Reviews

Sci-fi Novel Review: Refractions by M V Melcer

I loved M V Melcer’s 2021 short story “The Falling,” so it didn’t take too many positive reviews to convince me to shell out the four dollars for her new space opera: Refractions

Refractions is a story of sabotage in space, with a pilot fleeing her past thrust into an unfamiliar leadership role with no way to tell who to trust. It takes place in a world where China has become the dominant technological power, with an explicitly Christian United States trying their hardest to catch up. When an American colony in space goes suddenly silent, it’s the US who wants to mount a rescue mission, but they can’t do anything without Chinese engineers onboard. The lead’s Canadian citizenship makes her a natural choice to help keep the peace on a crew divided along national and religious lines, but keeping the peace—let alone mounting an effective rescue—gets harder and harder the longer the saboteur goes undiscovered.

Conceding to the demands of SEO, the author has subtitled Refractions  “A Completely Gripping Space Opera,” but the description honestly isn’t too far off. The crisis occurs up front, and the sense of urgency never abates as the novel moves forward—the saboteur could always strike again, and while keeping the crew from breaking out into civil war provides a pretty significant secondary objective, the story never loses focus on the primary goal. The drip of clues and suspicions comes steadily enough to keep the pace moving and the pages turning.
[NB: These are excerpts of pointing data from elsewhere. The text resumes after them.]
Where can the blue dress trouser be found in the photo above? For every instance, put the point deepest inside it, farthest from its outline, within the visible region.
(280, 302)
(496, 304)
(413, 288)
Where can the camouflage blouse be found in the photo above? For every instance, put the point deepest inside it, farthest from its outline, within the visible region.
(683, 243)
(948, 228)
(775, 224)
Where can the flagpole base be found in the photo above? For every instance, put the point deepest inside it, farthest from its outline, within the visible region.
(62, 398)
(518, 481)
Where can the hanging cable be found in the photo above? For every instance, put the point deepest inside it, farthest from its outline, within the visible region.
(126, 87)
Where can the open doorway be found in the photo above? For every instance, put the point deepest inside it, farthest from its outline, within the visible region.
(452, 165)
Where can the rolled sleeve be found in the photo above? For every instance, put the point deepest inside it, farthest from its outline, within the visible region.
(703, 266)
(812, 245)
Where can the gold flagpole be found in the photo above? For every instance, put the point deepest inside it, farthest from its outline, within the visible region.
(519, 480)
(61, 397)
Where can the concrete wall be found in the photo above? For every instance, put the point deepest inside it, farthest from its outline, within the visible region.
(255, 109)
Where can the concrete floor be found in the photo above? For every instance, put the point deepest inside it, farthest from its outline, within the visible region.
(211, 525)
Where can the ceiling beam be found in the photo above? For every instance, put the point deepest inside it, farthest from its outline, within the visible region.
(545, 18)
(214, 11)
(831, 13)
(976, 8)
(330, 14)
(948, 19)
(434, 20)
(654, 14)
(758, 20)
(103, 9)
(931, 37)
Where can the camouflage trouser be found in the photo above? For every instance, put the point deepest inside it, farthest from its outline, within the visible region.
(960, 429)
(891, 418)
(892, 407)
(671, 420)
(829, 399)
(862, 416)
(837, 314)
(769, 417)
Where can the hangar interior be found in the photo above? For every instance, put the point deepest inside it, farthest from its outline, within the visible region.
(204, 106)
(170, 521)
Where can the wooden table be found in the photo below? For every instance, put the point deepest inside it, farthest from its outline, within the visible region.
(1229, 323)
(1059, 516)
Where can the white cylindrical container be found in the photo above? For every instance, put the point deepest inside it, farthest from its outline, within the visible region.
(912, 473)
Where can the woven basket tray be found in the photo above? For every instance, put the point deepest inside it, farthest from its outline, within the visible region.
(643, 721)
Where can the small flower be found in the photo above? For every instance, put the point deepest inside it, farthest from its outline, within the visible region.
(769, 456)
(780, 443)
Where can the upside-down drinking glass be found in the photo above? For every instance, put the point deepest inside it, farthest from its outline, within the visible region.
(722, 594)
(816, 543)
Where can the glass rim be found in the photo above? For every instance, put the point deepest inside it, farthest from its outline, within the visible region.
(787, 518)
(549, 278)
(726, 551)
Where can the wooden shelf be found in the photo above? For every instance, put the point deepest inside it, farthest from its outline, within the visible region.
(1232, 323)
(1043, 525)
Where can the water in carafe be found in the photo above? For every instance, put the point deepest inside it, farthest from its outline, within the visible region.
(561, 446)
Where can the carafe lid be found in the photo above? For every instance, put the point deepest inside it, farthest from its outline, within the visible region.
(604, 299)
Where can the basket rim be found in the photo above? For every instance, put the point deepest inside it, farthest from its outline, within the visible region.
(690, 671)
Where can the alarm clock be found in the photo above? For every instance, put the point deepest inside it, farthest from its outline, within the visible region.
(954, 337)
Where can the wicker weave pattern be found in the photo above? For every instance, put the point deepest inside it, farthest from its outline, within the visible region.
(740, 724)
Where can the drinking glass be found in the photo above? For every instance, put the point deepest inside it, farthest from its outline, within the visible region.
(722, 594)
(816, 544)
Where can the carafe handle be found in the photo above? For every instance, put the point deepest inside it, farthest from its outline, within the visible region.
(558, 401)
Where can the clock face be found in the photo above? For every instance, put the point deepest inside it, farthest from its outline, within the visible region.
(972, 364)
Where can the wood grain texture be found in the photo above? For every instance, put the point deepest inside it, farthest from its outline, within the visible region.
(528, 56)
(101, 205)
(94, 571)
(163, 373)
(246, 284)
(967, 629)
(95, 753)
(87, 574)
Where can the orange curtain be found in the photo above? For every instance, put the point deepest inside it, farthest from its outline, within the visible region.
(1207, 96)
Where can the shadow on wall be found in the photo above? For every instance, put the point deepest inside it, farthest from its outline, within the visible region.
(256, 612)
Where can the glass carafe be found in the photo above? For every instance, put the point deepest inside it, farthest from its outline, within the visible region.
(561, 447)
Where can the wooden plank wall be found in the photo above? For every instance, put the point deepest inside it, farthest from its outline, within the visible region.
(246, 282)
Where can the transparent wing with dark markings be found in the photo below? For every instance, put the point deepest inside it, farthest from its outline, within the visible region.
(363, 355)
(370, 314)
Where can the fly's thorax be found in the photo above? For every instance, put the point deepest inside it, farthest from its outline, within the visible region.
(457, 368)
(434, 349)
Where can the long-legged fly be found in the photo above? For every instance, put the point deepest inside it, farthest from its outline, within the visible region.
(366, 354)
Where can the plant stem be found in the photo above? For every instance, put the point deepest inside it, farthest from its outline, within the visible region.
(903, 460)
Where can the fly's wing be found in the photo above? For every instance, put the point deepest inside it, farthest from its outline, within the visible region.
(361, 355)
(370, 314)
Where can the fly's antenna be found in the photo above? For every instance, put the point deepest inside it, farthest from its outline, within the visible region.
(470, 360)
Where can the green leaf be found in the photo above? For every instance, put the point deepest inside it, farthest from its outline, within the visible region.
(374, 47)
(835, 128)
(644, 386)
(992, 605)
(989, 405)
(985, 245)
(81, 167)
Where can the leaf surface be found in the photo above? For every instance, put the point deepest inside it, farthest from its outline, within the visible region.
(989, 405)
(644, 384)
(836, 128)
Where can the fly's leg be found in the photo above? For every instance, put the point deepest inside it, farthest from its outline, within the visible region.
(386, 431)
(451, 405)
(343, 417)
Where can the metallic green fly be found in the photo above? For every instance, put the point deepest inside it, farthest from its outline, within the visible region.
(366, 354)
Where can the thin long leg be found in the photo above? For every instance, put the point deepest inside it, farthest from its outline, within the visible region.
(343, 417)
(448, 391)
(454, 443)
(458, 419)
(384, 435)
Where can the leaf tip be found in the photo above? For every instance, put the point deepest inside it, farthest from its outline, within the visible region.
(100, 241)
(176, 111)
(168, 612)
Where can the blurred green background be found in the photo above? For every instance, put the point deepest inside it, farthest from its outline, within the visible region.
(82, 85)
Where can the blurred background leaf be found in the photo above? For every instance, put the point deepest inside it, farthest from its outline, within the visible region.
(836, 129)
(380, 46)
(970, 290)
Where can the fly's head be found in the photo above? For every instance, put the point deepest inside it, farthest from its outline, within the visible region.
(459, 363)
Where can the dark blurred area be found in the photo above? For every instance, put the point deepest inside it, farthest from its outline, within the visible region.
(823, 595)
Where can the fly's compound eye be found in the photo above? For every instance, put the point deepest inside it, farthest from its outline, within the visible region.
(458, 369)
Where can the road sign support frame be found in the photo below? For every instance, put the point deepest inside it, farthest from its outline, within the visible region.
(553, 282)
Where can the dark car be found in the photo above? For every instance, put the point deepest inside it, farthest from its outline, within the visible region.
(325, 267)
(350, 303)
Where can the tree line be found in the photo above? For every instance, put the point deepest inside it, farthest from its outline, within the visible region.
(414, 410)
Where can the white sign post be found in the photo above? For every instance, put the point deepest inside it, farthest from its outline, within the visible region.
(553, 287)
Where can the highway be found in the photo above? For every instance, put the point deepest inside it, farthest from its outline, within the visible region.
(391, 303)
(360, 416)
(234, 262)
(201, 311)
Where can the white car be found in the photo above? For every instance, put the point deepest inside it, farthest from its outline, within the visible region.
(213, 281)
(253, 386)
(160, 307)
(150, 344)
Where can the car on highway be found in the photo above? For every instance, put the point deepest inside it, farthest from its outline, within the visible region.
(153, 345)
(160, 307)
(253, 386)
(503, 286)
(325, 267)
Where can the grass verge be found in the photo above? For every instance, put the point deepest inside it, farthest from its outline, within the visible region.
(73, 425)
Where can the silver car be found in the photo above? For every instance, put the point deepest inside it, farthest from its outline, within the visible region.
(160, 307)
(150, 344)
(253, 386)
The first half of the book does include some flashback chapters (labeled with negative numbers), but these deliver their own sense of urgency, and their relevance to the main plot becomes increasingly clear as time progresses. 

It is a book that wears its theme on its sleeve, with the narrative making no secret of the importance of international cooperation, or of the forces working for division. There are times this feels a little bit too overt, but on the whole, it’s a compelling message, and the book resists casting any one national or religious group as the obvious villains. 

And if there are some moments of heavy-handedness with the theme—moments, not long, uninterrupted stretches—they’re balanced by the excitement of the main plot, which keeps the tension high and delivers plenty of twists and turns to keep the reader engaged. In some ways, it’s what I hoped for in The Deep Sky, 2023’s other novel featuring sabotage on an international space mission with a crew struggling to trust each other and lead suddenly given more responsibility than she’d prepared for. Sabotage in space makes for a compelling story, as long as the prose keeps flowing and the lead doesn’t make immersion-breaking mistakes. And on that score, Refractions delivers. It’s fun, it’s fast-paced, and its themes of cooperation don’t go out of style. 

Recommended if you like: space sabotage, themes of cooperation across national or religious borders. 

Can I use it for Bingo? It’s hard mode for Space Opera and is also Self-Published and contains Reference Materials. 

Overall rating: 15 of Tar Vol’s 20. Four stars on Goodreads.